Land modeling and slope stabilization

  • Erstellt am 2019-06-24 19:26:04

M4rvin

2019-06-24 19:26:04
  • #1
Hey,

we will soon have our plot excavated. We would like to remove about 20cm below street level (=10cm above finished floor level) and fill it with sand/topsoil. In areas where the driveway/parking spaces/terrace will be, rather 80cm.

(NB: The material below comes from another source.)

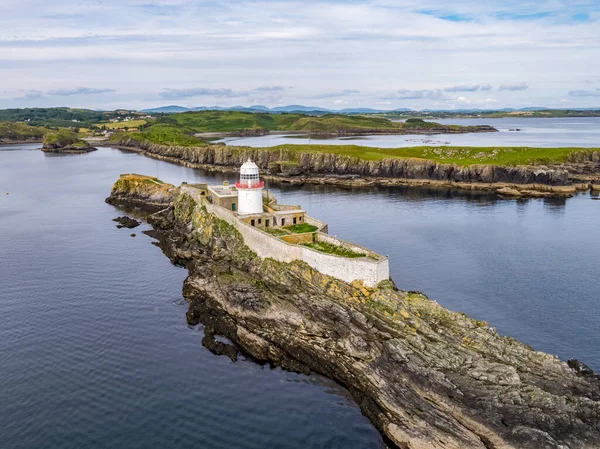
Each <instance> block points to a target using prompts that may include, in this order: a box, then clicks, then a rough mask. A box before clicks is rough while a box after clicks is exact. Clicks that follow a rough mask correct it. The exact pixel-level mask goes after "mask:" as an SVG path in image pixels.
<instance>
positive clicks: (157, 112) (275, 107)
mask: <svg viewBox="0 0 600 449" xmlns="http://www.w3.org/2000/svg"><path fill="white" fill-rule="evenodd" d="M556 110H571V111H598V110H600V108H565V109H553V108H547V107H526V108H502V109H476V108H475V109H423V110H420V111H418V110H414V109H409V108H397V109H374V108H345V109H328V108H321V107H318V106H305V105H300V104H292V105H287V106H278V107H275V108H269V107H267V106H263V105H252V106H231V107H221V106H197V107H191V108H187V107H185V106H178V105H169V106H162V107H158V108H150V109H142V110H141V111H140V112H146V113H151V114H160V113H163V114H175V113H179V112H190V111H240V112H271V113H282V112H299V113H310V112H314V113H333V114H385V113H393V112H420V113H427V112H446V113H458V114H460V113H479V112H481V113H491V112H507V113H508V112H539V111H556Z"/></svg>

At the southern property boundary, we need to construct a 60cm slope retaining wall. (We are going 60cm deeper, the neighbor probably 40-60cm higher.)
My first thought was actually L-shaped stones, but you would basically have to "bury" them towards the neighbor. We thought that gabions might also work. When I google gabions and slope retaining walls, it seems quite elaborate (2 elements, angled on top of each other, frost protection on the earth side).
Can’t you just set the gabions straight on a foundation? It’s only 60cm, or does that not make a difference?

Thanks in advance for your tips




 

bon1980

2019-06-24 23:39:18
  • #2
Why not a pretty natural stone wall? With some space on top for [Blaukissen], [Schleifenblume] & co...
 

M4rvin

2019-06-25 06:50:51
  • #3
It must be very nice! But probably not cheap?
 

bon1980

2019-06-25 09:05:46
  • #4
I think it won't cost you more than with L-stones or gabions (to my knowledge, both are not cheap...) We paid about €3500 for 7 meters, 60 cm high in total.
 

Zaba12

2019-06-25 09:50:50
  • #5
Price-wise from inexpensive to expensive => natural stones (split/rough) => L-stones (reinforced) => gabions.

But if you go deeper and your neighbor raises, gabions and natural stones become irrelevant anyway => So you should talk to each other and plan this 120cm height difference together.
 

halmi

2019-06-25 10:06:53
  • #6
I would also first talk to the neighbor and look for a joint solution. It should be in the mutual interest to find a reasonable solution.